Boophis idae
- Conservation status: Least Concern (IUCN 3.1)

Scientific classification
- Kingdom: Animalia
- Phylum: Chordata
- Class: Amphibia
- Order: Anura
- Family: Mantellidae
- Genus: Boophis
- Species: B. idae
- Binomial name: Boophis idae (Steindachner, 1867)
- Synonyms: Boophis hillenii Blommers-Schlösser, 1979

= Boophis idae =

- Authority: (Steindachner, 1867)
- Conservation status: LC
- Synonyms: Boophis hillenii , Blommers-Schlösser, 1979

Species of frog

Boophis idae, also known commonly as Ida's bright-eyed frog, is a species of frog in the family Mantellidae. The species is endemic to Madagascar.

==Etymology==
The specific name, idae, is in honor of Austrian explorer Ida Laura Pfeiffer.
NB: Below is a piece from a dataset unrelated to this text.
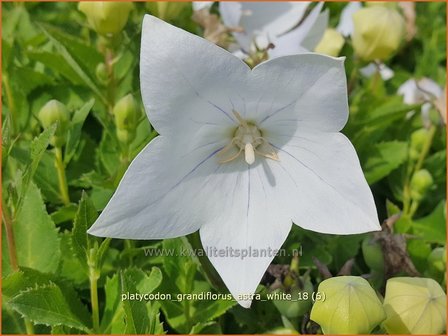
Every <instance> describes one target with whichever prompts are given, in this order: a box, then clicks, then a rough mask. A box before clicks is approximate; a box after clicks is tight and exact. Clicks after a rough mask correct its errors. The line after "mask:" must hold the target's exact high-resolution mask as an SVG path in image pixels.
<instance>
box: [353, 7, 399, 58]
mask: <svg viewBox="0 0 448 336" xmlns="http://www.w3.org/2000/svg"><path fill="white" fill-rule="evenodd" d="M353 25H354V32H353V48H354V49H355V53H356V54H357V55H358V56H359V57H360V58H361V59H363V60H364V61H373V60H386V59H388V58H390V57H391V56H392V55H393V54H394V53H395V52H396V51H397V50H398V48H399V47H400V44H401V42H402V40H403V38H404V33H405V21H404V19H403V17H402V16H401V15H400V13H399V12H398V11H397V10H395V9H391V8H387V7H384V6H374V7H366V8H363V9H360V10H359V11H357V12H356V13H354V14H353Z"/></svg>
==Geographic range and habitat==
B. idae is widely distributed in the eastern moist lowland and montane rainforests of Madagascar, from Nosy Boraha south to Ivohibe, at altitudes of 900–1,100 m. It also frequents swamps, marshes, and a variety of humid habitats in human use. It appears to be locally common throughout its range.

==Conservation==
Although the species B. idae is currently classified as "Least Concern" by the IUCN, it is thought to be impacted by habitat loss due to agriculture, timber extraction, charcoal manufacture, and the spread of invasive species such as eucalypts.